Hamburgers and Hazard Lights

There’re many ways to spend a Sunday: some go to church and fellowship after; some watch football; some go to AA meetings; and some play video games all day long, but Nathan and I found something better to do: drive four hours to eat a hamburger.

Since we’ve moved to Texas, we’ve encountered a lot of things, in comparison to San Diego, that’d bring a person down, and one of those things was not being able to eat at “In-N-Out” because they don’t have one here, or so we thought!

Last week, Nathan found an “In-N-Out” in San Antonio. As a parent, I tend to want to fulfill my kids desires, much like God does, so when I heard of one in San Antonio, I immediately thought of driving there.

Lately, I’ve BEEN wanting to spend some alone time with each of the kids, to give them special attention and find out where they’re “at.” With Carolyn, I took her to get her permit and let her drive us around, all the while, talking about our future. With Nathan, I decided to take him for a burger.

After we were in the car for about an hour or so, he said, “Maybe this was a bad idea.” Quickly, I agreed, but we’d already made it so far that we continued on.

At first, I thought it’d be a three and a half hour drive, but as I watched the little Google map, I knew I was wrong. The farther we got the farther it seemed to slip away. It took f-o-r-e-v-e-r.

He slept, listened to music, played games, and I drove and talked to God a lot. In between our busy schedules, we had meaningful conversations, and THAT’s what it’s all about.

Now, Nathan’s not much of a picture person, so we didn’t get the classic “selfie” in front of the sign, but we got to smell the aroma of the most amazing burger joint as we ate, which can’t be captured in a picture.

Afterward, we’d wanted to get a couple burgers to-go for him and Carolyn and some fries, but of course, I messed up the order, which we didn’t realize until two hours into our car ride home and, then again later, when we GOT home. It was horrible. I probably cried for (at least) five minutes.

When you drive a total of eight hours to get a special meal and mess up on the orders, it can be devastating.

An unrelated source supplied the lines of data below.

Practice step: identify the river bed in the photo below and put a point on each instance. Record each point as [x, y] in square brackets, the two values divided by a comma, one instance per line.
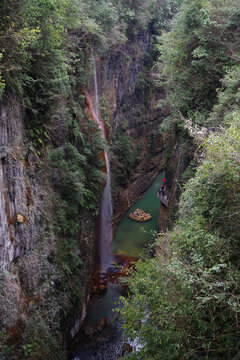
[106, 342]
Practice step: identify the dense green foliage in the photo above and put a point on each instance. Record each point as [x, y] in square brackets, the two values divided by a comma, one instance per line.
[45, 66]
[185, 301]
[187, 304]
[197, 52]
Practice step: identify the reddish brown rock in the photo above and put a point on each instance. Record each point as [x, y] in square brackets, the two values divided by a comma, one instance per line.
[140, 215]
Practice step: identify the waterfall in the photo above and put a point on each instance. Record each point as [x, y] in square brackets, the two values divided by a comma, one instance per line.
[106, 210]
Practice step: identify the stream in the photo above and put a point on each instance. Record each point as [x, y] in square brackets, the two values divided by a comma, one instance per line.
[101, 338]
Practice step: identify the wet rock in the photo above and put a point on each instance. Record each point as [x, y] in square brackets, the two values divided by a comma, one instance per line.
[101, 324]
[126, 348]
[140, 215]
[102, 288]
[89, 330]
[20, 218]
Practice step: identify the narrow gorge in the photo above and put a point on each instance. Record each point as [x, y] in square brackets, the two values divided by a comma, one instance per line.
[119, 179]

Regardless, along the way, more was revealed.

Sometimes in life, we can end up going in the wrong direction, moving forward with caution, or simply weathering the storm, but whatever it takes to get back on track may be uniquely different for each one of us. For me, I found out where I was at through the storm.

On our way back from San Antonio (which, actually, the “In-N-Out” was in Windcrest), we encountered one of the worst storms I’d ever driven through. You know…one of those ones where you pray you LIVE through it because possible accidents run through your mind…yeah, that kind!

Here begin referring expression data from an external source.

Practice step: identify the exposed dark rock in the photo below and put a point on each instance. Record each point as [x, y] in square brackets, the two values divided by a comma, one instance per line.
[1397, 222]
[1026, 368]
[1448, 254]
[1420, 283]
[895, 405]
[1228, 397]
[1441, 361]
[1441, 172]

Anyway, as I was driving along, a red pickup truck pulled in front of me, and then, the rain poured down “heavily.” The sky was the darkest grey I’d ever seen, and the road seemed to blend in with it. Thankfully, Nathan was asleep, so whatever I was showing on my face and in the demeanor of my body wasn’t worrying him. Okay, now back to the road!

It was crazily insane. As the rain poured down harder, the truck in front of me slowed, and then, it looked as if he was pressing on his breaks over and over. I thought he’d been signalling for me to slow down, so I did, but then, the car next to him put on his hazards, and the car behind him did the same. It was then, I realized the red truck’s hazards were simply red, so I turned my harzards on.

At that moment, I looked in the rearview mirror, to find the people behind me flashing their hazards, and saw the people across the interstate doing the same, and knew it was a Texas thing (or at least at storm thing), and it made perfect sense.

In the thick of the storm, a constant tail light can disappear but a flashing light remains seen. These lights guided my through the storm and let those behind me know where to follow. Some had to pull over to wait it out, but I kept going, with caution, towards the light in front of me.

People, my harzards are on! The storm is thick, discouraging, and threatening my dreams, but I’ll keep going, at a slow pace, with my hazards on, following the One, Who’s flashing in front of me.

I’d wished I could’ve thanked the man in the red truck and would’ve, if he’d pulled off for gas or something, but instead, he ended up splitting off towards Edinburg, so I never got to thank him. If only he knew the lives he saved…

Anyway, if you can’t handle following me through this storm, pull over and wait it out. I’ll be okay.